Publication year - 2021
Publication title -
american journal of transplantation
Language(s) - English
Resource type - Journals
SCImago Journal Rank - 2.89
H-Index - 188
eISSN - 1600-6143
pISSN - 1600-6135
DOI - 10.1111/ajt.16311
Subject(s) - medicine , calcineurin , kidney transplantation , transplantation , urology , substitution (logic) , oncology , clinical trial , pharmacology , intensive care medicine , computer science , programming language
Improving long‐term kidney transplant outcomes requires novel treatment strategies, including delayed calcineurin inhibitor (CNI) substitution, tested using informative trial designs. An alternative approach to the usual superiority‐based trial is a noninferiority trial design that tests whether an investigational agent is not unacceptably worse than standard of care. An informative noninferiority design, with biopsy‐proven acute rejection (BPAR) as the endpoint, requires determination of a prespecified, evidence‐based noninferiority margin for BPAR. No such information is available for delayed CNI substitution in kidney transplantation. Herein we analyzed data from recent kidney transplant trials of CNI withdrawal and “real world” CNI‐ based standard of care, containing subjects with well‐documented evidence of immune quiescence at 6 months posttransplant—ideal candidates for delayed CNI substitution. Our analysis indicates an evidence‐based noninferiority margin of 13.8% for the United States Food and Drug Administration's composite definition of BPAR between 6 and 24 months posttransplant.

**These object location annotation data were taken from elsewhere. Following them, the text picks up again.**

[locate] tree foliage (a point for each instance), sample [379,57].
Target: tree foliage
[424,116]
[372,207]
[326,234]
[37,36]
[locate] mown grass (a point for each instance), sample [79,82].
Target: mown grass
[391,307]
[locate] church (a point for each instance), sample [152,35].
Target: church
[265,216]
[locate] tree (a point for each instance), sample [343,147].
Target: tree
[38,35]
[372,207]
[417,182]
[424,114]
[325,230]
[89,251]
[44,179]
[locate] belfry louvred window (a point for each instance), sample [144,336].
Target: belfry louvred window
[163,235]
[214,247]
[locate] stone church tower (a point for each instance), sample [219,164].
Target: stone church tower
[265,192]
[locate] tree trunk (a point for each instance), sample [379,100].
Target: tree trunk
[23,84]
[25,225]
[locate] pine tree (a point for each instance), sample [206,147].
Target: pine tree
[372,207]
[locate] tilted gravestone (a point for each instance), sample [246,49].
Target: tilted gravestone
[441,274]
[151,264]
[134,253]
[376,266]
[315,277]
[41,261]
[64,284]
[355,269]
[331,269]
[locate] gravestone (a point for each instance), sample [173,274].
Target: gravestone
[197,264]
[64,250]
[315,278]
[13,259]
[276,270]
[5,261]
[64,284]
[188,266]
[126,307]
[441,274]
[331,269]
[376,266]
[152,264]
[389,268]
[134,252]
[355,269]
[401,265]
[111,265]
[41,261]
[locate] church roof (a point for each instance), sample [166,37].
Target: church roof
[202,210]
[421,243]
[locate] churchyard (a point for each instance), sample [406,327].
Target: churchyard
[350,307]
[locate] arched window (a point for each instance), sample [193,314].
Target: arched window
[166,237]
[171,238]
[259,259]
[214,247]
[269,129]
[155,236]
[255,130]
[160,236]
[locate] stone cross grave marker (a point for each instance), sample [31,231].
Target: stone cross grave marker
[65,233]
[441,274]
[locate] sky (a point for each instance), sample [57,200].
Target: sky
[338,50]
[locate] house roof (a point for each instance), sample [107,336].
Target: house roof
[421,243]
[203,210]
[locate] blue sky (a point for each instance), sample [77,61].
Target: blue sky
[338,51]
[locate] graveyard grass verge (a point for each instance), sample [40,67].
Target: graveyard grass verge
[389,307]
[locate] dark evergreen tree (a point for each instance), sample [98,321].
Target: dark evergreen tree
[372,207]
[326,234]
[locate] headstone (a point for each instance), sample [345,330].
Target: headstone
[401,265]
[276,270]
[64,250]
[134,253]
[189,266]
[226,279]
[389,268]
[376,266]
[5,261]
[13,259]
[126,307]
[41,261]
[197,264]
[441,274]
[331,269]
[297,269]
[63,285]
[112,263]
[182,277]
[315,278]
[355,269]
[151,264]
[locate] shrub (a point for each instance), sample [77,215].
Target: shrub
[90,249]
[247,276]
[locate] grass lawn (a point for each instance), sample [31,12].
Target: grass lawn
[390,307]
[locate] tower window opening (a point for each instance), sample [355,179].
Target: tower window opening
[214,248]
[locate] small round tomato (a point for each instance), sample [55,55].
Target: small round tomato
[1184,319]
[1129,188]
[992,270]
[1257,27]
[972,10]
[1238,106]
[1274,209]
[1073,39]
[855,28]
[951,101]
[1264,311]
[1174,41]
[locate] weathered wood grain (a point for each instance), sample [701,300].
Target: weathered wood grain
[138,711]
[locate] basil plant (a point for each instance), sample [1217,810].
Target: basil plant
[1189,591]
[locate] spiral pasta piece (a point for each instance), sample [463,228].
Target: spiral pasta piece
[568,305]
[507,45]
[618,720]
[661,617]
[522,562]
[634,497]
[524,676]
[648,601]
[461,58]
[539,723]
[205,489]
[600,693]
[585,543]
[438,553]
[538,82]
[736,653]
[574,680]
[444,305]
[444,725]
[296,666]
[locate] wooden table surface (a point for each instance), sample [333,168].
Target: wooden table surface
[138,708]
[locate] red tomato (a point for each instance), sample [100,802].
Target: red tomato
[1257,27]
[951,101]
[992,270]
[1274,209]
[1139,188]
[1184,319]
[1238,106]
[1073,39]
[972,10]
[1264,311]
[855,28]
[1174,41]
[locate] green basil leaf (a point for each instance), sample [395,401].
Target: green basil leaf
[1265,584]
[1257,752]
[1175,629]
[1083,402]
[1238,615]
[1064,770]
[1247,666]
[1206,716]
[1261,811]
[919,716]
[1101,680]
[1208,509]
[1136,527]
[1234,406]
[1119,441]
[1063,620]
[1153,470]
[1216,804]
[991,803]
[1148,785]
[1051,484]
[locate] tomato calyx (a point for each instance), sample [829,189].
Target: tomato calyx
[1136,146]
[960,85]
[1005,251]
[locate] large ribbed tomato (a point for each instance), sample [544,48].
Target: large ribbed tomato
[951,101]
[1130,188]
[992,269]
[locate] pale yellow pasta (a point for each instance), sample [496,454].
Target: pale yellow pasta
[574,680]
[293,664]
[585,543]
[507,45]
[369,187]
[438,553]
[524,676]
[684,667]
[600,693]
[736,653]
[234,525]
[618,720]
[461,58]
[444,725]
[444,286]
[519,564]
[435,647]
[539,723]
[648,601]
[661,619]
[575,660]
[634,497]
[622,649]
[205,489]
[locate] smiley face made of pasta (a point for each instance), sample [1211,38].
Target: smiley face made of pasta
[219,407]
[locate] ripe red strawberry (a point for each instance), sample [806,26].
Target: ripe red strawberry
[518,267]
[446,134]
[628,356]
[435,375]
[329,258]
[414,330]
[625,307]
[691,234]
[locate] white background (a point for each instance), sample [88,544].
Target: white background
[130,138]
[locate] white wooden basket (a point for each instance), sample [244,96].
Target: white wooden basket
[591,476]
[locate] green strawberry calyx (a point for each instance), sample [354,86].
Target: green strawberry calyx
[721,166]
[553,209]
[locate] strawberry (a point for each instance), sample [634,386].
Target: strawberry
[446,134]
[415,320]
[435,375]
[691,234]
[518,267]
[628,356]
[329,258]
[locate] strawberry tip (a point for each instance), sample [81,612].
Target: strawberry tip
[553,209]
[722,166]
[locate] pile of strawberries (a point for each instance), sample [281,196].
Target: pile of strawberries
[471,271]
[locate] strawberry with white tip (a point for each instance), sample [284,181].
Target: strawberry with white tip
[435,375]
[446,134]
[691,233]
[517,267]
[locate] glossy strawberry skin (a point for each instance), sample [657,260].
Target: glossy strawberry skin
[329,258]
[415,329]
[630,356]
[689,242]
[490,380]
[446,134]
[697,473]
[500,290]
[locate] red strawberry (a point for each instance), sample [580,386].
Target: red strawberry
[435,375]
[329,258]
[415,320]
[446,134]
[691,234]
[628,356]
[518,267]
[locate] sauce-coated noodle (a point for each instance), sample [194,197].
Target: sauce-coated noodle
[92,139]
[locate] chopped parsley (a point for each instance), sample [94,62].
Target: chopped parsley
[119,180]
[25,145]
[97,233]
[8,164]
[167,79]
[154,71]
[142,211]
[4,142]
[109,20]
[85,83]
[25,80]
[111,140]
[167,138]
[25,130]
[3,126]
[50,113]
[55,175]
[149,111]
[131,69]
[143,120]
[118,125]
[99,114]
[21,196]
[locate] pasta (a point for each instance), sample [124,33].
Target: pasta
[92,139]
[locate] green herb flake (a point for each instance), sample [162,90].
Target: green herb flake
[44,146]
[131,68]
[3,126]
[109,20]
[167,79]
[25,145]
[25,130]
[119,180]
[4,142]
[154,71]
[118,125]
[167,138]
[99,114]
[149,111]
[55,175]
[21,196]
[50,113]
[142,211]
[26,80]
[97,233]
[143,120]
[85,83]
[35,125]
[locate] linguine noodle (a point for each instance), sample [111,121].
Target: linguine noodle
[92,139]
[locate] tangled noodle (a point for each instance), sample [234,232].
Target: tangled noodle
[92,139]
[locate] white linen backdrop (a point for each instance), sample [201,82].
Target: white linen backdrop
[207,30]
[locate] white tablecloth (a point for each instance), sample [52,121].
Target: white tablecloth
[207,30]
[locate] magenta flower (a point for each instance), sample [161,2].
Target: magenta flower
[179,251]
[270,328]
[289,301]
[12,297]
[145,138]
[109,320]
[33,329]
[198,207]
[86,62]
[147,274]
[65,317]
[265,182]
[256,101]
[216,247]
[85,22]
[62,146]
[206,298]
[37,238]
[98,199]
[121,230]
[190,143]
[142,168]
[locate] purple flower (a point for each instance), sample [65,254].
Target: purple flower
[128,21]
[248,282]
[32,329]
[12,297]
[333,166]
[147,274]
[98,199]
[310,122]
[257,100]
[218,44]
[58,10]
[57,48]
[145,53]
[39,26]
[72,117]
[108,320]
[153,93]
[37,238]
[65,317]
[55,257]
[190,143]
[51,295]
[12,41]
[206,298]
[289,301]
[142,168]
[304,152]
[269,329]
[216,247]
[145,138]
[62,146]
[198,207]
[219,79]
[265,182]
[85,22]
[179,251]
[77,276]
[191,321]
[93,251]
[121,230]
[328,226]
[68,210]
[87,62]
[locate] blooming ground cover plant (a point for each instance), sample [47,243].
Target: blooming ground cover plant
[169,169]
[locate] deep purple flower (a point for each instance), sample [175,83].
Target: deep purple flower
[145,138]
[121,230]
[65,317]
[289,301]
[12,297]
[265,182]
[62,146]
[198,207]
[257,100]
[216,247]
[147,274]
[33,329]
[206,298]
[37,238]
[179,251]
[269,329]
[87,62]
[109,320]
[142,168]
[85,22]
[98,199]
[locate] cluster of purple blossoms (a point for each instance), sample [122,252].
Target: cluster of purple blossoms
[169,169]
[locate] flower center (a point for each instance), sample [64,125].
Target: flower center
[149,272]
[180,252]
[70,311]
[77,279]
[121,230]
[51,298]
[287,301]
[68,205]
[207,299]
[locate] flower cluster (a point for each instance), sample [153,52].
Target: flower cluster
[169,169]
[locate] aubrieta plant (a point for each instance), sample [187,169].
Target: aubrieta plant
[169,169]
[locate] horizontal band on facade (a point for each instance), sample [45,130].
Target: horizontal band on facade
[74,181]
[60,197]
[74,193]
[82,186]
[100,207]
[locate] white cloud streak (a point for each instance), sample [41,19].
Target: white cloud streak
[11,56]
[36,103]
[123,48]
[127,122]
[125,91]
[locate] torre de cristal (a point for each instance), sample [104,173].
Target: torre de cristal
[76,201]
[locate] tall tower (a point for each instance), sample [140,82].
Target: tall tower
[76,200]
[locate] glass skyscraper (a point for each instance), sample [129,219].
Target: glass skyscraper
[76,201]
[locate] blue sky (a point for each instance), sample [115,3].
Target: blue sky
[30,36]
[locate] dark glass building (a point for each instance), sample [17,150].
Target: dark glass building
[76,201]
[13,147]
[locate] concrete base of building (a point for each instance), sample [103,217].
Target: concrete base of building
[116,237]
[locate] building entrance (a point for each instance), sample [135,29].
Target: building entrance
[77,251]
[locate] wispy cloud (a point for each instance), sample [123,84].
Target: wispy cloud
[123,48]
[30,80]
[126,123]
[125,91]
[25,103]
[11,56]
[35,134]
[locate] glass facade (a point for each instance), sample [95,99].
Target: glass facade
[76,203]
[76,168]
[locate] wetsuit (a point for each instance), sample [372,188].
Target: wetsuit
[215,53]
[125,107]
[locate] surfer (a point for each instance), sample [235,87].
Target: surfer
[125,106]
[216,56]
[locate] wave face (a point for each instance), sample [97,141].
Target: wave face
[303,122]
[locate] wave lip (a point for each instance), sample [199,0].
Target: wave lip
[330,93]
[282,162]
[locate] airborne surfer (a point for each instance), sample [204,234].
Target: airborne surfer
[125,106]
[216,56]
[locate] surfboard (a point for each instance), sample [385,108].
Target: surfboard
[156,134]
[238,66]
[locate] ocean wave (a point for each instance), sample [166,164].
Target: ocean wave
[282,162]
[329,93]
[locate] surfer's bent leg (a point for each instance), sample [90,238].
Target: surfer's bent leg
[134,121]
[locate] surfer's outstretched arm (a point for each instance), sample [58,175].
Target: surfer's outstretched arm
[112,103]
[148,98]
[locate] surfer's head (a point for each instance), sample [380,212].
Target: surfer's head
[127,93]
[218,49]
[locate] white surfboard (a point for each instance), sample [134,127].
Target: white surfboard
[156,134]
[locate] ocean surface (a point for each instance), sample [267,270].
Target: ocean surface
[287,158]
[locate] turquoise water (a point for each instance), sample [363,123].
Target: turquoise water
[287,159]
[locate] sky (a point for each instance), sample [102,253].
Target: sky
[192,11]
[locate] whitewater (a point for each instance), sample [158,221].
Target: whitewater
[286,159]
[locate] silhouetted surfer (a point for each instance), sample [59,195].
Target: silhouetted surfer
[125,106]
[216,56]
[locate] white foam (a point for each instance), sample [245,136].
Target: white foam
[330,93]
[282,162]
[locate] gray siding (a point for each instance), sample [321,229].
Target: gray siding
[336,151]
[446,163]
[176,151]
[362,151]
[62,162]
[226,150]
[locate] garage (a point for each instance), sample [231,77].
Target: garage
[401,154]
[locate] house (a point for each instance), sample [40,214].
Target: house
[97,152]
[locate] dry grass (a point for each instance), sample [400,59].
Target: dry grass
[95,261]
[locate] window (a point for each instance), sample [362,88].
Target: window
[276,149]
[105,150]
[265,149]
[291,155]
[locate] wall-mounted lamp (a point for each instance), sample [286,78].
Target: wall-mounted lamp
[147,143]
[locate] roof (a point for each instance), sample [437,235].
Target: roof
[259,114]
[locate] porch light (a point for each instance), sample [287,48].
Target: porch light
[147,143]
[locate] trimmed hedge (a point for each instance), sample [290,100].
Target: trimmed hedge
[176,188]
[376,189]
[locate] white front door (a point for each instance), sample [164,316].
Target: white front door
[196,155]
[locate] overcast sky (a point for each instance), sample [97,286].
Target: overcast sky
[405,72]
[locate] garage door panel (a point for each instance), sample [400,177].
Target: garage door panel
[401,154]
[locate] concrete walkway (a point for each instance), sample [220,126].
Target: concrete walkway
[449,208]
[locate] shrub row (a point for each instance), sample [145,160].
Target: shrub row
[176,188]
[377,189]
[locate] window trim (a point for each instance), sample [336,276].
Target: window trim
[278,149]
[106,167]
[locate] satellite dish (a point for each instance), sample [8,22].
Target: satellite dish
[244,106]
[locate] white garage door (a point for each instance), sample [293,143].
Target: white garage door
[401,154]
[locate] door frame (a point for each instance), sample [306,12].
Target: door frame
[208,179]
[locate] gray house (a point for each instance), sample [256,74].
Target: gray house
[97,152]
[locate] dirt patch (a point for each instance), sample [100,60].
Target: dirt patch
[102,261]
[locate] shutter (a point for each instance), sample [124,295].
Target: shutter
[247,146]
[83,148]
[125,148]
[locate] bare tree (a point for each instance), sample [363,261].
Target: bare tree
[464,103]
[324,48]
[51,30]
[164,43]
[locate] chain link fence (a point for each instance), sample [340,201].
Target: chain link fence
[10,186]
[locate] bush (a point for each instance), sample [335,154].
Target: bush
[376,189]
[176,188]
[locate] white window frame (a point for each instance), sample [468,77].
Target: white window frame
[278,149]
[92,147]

Sample size estimation determined that ~225 randomized subjects would be required to evaluate noninferiority for this primary clinical efficacy endpoint, and superiority for a renal function safety endpoint. Our findings provide the basis for future delayed CNI substitution noninferiority trials, thereby increasing the likelihood they will provide clinically implementable results and achieve regulatory approval.